Helvetica is a 2007 American independent feature-length documentary film about typography and graphic design, centered on the Helvetica typeface. Directed by Gary Hustwit, it was released in 2007 to coincide with the 50th anniversary of the typeface's introduction in 1957 and is considered the first of the Design Trilogy by the director.

Synopsis
Helvetica is a documentary that interviews many graphic designers involved in the history or modern usage of the Helvetica typeface. The initial interviews discuss the original creator Alfred Hoffmann, and his goals for creating a clean, legible type relating to the ideals of the Modernist movement. Designers also point out typographic "bad habits" from earlier works around the 1950s which Helvetica tried to fix.

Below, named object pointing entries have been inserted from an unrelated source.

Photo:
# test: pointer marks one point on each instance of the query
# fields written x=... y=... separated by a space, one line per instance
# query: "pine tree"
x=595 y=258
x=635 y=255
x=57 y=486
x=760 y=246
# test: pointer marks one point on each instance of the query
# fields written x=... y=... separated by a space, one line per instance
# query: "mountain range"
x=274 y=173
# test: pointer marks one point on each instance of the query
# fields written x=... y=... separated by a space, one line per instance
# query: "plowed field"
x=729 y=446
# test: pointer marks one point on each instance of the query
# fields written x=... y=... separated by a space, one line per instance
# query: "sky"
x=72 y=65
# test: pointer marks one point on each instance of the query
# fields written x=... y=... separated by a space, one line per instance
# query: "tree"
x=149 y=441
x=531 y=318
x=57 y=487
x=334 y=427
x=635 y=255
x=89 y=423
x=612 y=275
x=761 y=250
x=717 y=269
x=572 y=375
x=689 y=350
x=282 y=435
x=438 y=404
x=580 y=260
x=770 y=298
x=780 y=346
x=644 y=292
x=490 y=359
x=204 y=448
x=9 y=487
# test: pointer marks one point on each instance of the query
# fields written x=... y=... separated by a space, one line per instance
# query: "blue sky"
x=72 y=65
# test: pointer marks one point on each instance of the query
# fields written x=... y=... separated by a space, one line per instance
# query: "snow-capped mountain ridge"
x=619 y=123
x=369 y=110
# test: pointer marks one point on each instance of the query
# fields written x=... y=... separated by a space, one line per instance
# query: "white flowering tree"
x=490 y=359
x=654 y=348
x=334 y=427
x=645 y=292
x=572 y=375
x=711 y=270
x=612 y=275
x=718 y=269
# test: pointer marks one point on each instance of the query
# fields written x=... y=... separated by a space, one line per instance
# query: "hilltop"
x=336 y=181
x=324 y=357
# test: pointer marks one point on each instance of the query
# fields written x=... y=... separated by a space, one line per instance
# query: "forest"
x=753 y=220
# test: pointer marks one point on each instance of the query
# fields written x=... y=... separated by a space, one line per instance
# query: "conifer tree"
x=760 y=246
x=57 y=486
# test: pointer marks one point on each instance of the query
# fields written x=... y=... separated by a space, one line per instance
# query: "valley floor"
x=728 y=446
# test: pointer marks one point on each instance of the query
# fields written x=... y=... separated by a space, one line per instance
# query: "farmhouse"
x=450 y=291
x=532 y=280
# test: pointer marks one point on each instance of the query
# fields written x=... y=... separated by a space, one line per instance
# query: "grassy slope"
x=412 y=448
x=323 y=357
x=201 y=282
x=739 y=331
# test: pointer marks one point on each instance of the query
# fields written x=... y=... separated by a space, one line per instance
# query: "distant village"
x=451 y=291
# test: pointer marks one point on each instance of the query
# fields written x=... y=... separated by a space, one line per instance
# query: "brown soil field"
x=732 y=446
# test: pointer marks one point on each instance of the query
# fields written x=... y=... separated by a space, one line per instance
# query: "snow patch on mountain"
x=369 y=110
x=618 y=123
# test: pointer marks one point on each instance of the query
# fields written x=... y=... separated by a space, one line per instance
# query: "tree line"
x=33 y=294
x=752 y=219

For example, illegible hand-made lettering and cramped cursive.

Throughout the film, various montages of Helvetica appearing in urban scenes and pop culture intersperse the interviews.

Later, other interviewers point out criticisms of Helvetica. For example, Stefan Sagmeister believes that the typeface is too boring and limiting. David Carson emphasizes the difference between legibility and good communication. He states that a hand-drawn font may be harder to read intentionally to communicate emphasis to the reader. Other designers dislike Helvetica on the grounds of ideology. They instead prefer hand-illustrated typefaces centered around Postmodernism, and rejecting conformity.

Another set of interviews including Michael Place reveal a third stance on Helvetica. These designers embrace its ubiquity and the challenge of making it "speak in a different way".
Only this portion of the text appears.